Brief Amicus Curiae on Behalf of The American Jewish Committee, Omer Bartov, Michael Bazyler, Haim Beliak, Michael Berenbaum, Donald Burris, Judy Chicago, Richard Falk, Hector Feliciano, Eugene Fisher, Irving Greenberg, Peter Hayes, Douglas and Marjorie Kinsey, Douglas Kmiec, Marcia Sachs Littell, Hubert Locke, Carrie Menkel-Meadow, Bruce Pauley, John Pawlikowski, Carol Rittner, John Roth, Randol Schoenberg, William Shulman, Stephen Smith, Alan Steinweis, Melvyn Weiss, Donald Woodman, and Jonathan Zatlin, in Support of Plaintiffs-Respondents.

On December 16, 2016, President Obama signed into law the Holocaust Expropriated Art Recovery Act of 2016 (the “HEAR Act”), which passed both the House and Senate unanimously.
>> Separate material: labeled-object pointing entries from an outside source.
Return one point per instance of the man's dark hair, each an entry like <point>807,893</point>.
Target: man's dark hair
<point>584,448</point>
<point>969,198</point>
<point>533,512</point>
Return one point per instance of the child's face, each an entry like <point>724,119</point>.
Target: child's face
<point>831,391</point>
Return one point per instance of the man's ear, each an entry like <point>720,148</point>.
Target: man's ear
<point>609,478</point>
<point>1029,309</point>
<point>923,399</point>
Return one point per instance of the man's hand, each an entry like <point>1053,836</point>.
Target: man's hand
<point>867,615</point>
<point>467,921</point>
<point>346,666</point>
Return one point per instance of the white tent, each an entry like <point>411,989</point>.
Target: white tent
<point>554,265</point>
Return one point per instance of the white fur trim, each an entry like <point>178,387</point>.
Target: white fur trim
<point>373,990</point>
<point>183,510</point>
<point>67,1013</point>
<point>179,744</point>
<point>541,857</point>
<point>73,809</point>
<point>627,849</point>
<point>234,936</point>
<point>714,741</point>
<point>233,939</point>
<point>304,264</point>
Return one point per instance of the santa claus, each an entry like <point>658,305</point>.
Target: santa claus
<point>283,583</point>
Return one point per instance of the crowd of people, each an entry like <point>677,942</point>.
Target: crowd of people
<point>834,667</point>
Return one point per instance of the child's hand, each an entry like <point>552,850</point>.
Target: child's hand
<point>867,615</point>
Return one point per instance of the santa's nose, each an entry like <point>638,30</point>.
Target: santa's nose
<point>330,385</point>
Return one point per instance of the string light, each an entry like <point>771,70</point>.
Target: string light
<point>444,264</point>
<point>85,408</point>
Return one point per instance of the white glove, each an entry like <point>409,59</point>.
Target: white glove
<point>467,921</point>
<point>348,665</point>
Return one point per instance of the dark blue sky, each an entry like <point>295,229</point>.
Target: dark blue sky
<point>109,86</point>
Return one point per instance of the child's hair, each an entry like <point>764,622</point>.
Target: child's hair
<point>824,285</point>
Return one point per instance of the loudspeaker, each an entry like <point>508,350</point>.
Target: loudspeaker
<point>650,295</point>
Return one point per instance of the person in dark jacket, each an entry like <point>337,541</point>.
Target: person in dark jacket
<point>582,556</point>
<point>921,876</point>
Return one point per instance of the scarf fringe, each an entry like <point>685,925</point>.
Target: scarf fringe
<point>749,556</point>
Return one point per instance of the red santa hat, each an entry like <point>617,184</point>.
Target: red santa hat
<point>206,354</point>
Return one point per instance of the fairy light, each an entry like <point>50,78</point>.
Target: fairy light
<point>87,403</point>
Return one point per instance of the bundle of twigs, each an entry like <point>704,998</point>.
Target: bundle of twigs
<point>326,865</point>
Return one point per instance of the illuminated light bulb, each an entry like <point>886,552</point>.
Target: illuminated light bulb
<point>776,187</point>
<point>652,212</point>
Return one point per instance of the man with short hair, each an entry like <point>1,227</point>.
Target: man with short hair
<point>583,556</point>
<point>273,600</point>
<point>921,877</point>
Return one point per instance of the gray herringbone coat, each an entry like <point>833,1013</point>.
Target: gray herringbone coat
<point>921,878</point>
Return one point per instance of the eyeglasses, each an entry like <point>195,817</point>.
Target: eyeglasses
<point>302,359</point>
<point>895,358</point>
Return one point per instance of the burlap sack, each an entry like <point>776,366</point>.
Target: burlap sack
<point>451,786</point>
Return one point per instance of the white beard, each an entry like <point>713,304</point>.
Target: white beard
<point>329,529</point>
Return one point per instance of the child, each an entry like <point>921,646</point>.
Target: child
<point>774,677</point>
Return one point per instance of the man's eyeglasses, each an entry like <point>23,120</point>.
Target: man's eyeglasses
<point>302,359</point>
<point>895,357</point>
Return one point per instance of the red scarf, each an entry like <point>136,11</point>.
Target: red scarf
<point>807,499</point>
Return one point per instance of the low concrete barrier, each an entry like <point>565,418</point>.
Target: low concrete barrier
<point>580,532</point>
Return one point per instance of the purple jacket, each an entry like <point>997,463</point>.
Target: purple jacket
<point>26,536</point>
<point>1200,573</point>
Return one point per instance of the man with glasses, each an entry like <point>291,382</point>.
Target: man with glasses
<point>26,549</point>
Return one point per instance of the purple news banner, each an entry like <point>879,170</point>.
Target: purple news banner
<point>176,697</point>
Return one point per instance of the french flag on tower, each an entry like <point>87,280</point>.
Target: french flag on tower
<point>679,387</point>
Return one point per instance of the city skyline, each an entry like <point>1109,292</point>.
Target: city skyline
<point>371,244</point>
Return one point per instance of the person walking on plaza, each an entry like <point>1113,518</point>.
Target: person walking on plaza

Amici have particular interests implicated by the HEAR Act, which are set forth in Appendix A. None of the Amici has any financial or economic interest in the outcome of this appeal.
Amici underscore one specific way in which Nazis victimized Jews: robbery on a grand scale. The grand larceny should not be overlooked merely because mass murder was the foulest crime perpetrated by the Nazi conspirators…

…In Part I of the brief, we suggest that the HEAR Act does exactly what the Washington Principles and the Terezín Declaration failed to accomplish: provide binding legal language enabling fair and just resolution of conflicts over Recovery of Holocaust Expropriated Art. In Part II, we explain how the HEAR Act intersects with various technical defenses in this case focused on two pieces of art that were indisputably the property of Fritz Grunbaum.